北澤 繁太さんのレビュー

少年フィデル (TWJ books)
フィデル カストロ=ルス (フィデル カストロ=ルス) 評価4.0 点 平均(4.0)
  • 出版日:2007-10-24
  • 種類:単行本
  • ISBN:4862560105
読書タグ: フィデル・カストロ  キューバ革命  チェ・ゲバラ 

評価4.0 点 (4.0)

投稿日 2017-01-12 06:50:24

【最後の共産主義者】

そのプライベートを語ることは避けてきたフィデル・カストロが、幼少期や青年時代について語る自伝的な描写を集めたもの。カトリック系名門校での教育、政治活動に参加する動機となった宗教の影響などを語っている。

はっきり言って、読んで面白いものではなかった。しかしながら、フィデル・カストロが自身の言葉で自らの形成期に焦点を当て、少年フィデル、若き反逆者フィデルを眺めた本書は、貴重な一冊であることは理解できる。

武装勢力を組織し、一九五三年にモンカダ兵営襲撃を計画して失敗。投獄された際に監獄から送り続けた手紙も収録されている。その後メキシコに亡命して、一九五六年にチェ・ゲバラとともに再びキューバ上陸を果たす。
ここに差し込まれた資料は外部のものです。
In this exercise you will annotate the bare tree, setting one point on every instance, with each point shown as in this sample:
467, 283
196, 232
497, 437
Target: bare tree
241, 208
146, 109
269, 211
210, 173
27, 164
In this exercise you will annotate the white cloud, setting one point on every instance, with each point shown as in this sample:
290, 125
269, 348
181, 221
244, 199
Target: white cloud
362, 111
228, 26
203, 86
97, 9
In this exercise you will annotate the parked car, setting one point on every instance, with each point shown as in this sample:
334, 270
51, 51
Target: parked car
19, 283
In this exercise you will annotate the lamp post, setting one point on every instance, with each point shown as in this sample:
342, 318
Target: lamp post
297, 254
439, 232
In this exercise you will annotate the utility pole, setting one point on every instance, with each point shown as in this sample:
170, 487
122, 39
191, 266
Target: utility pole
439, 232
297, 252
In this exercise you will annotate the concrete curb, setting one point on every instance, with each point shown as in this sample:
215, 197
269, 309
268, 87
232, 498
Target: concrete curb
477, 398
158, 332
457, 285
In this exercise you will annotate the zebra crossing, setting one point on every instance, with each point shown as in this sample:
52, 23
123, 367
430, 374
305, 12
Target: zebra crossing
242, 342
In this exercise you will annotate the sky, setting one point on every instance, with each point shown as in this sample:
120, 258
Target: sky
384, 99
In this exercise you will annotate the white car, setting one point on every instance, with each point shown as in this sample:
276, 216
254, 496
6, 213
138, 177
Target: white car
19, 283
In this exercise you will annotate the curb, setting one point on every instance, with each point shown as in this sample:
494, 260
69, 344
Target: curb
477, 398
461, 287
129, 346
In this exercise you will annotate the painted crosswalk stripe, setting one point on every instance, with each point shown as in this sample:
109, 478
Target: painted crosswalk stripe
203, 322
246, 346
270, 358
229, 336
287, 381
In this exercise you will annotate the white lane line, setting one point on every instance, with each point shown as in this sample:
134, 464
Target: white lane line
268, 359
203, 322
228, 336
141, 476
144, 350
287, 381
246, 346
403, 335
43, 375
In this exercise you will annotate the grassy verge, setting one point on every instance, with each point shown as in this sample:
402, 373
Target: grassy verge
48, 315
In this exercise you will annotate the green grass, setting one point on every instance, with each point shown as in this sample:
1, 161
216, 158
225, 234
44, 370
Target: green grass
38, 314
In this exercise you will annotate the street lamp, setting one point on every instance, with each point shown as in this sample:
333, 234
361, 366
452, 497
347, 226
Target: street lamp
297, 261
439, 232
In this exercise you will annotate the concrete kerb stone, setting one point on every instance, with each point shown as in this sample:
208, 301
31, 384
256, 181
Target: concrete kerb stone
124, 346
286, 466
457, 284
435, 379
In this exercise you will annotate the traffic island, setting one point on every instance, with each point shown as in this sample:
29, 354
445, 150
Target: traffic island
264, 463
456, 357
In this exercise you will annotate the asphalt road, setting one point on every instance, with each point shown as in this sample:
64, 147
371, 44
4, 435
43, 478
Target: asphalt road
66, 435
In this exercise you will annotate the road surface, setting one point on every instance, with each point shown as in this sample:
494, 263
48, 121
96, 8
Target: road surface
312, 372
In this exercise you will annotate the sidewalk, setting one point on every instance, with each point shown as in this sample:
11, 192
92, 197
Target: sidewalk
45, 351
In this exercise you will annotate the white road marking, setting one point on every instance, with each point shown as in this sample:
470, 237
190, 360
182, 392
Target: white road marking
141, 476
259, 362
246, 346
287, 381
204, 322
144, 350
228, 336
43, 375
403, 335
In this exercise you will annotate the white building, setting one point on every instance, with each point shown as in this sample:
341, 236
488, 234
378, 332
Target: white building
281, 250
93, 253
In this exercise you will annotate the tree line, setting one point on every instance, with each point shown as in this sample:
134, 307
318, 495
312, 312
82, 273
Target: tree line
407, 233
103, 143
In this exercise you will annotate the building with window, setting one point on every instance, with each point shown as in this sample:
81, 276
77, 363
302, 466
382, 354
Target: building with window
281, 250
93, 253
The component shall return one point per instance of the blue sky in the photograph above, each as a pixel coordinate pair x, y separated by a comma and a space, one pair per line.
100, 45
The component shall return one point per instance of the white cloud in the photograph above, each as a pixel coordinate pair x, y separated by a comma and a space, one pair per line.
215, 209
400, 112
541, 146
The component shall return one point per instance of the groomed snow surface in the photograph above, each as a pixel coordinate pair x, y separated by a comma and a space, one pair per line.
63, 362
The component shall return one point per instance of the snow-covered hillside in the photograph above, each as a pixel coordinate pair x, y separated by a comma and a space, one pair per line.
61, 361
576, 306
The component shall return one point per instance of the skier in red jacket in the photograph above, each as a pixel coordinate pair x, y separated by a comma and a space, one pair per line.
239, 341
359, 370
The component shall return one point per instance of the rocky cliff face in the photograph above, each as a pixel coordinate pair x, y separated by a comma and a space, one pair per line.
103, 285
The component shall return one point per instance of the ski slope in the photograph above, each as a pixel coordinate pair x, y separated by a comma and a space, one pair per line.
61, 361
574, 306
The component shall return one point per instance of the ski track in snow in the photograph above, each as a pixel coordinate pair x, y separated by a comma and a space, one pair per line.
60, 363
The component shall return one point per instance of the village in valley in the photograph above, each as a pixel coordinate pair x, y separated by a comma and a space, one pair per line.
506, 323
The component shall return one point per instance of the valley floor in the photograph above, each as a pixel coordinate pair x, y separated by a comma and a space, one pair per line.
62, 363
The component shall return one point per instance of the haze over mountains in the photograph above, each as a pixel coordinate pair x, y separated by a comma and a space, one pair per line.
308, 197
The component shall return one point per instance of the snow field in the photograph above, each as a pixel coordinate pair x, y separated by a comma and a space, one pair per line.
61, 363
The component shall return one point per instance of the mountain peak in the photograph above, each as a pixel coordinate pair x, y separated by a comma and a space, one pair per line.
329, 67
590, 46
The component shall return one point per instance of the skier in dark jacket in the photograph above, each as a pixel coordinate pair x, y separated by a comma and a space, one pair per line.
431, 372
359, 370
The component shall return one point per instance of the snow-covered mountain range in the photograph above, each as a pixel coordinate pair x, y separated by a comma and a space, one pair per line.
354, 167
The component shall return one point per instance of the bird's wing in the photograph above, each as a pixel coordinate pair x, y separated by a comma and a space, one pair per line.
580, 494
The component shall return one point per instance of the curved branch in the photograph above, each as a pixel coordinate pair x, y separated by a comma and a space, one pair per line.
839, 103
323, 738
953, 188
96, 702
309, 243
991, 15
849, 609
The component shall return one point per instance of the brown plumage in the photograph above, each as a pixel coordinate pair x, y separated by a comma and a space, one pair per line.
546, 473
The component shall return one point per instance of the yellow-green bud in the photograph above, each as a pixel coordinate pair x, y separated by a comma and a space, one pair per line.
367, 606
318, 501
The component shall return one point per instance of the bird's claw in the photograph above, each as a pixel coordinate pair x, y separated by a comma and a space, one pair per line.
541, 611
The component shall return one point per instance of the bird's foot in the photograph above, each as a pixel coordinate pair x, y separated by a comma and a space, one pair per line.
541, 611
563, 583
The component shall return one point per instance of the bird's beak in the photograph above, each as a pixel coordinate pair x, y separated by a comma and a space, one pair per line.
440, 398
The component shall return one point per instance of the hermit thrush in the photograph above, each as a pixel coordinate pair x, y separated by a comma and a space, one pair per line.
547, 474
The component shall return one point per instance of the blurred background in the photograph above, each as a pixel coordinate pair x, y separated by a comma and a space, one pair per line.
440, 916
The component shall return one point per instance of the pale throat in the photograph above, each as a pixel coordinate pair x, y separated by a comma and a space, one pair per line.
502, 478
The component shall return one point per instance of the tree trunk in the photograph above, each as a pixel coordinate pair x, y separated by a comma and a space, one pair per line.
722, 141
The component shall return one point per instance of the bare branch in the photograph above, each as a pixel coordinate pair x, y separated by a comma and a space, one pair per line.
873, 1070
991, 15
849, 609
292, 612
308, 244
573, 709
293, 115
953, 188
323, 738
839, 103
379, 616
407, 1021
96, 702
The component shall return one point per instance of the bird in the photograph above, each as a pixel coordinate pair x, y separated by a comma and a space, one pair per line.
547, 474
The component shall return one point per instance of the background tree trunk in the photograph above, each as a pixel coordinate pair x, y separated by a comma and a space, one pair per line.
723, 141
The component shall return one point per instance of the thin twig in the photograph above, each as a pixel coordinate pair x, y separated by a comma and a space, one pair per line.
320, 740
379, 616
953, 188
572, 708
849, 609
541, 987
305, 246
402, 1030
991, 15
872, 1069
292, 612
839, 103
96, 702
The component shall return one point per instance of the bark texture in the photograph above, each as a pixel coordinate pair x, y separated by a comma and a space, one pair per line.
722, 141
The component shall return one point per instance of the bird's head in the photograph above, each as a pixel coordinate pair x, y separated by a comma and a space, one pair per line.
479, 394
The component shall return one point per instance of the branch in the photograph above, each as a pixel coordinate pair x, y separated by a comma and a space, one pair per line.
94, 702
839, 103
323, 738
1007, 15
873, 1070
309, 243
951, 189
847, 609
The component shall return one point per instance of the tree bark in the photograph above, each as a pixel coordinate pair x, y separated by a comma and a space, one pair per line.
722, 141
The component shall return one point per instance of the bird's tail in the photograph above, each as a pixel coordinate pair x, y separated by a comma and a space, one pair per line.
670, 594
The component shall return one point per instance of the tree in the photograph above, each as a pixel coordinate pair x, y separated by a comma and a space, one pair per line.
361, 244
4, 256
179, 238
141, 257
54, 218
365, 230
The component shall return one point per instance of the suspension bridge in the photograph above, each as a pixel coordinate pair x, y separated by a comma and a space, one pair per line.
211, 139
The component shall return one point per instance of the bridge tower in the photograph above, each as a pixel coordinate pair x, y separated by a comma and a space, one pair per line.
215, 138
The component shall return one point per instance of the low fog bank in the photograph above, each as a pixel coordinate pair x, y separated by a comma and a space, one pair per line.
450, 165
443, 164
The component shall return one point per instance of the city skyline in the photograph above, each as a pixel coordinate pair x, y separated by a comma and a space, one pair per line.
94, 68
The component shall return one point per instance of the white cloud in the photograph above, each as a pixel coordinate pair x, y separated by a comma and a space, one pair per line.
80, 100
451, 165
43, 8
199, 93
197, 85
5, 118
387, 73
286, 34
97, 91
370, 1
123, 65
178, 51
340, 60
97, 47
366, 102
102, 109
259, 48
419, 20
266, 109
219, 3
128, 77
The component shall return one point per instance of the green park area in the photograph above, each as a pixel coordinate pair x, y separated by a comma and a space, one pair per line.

この回顧録はフィデル・カストロが釈放されるまでを扱ったものであり、残念ながらチェ・ゲバラは出てこないものの、編者解説にはチェ・ゲバラの言葉が引用されており、二人の絆がどれほど深いものだったかがわかる。

「フィデルと一晩中話した。日が昇るまでには彼の遠征軍で主治医になることになっていたよ。実際、グワテマラでフィナーレを飾るラテンアメリカをめぐる長旅を経験して、暴君に対する革命に参加するのにだれかからの説得は必要なかった。だけど、フィデルの桁はずれの人間性には驚かされた。彼は多くの問題に取り組み、不可能を可能にしてきた。並はずれた信念をもち、キューバに旅立てば必ずたどりつくだろうし、たどりつけば必ず戦うだろう。そして、戦えば必ず勝つと信じている。私は彼の楽天的な考えを共有することになった」

同じ出版社で、フィデル・カストロによる『チェ・ゲバラの記憶』という本もある。続編を心待ちにしている、海堂尊がゲバラの生涯を描く長編四部作の予習として読んでおきたい。そこで描かれるフィデルもまた楽しみ。

「だって地図やら顕微鏡、望遠鏡などなくても、階級分化は見えますからね。」

貪欲な読書家だったというフィデル・カストロが、キューバの歴史を考え、民族の性格と性質を見つめ直し、マルクス主義に傾聴し、いかにして「最後の共産主義者」となったか。それまでの経過が見て取れる一冊だった。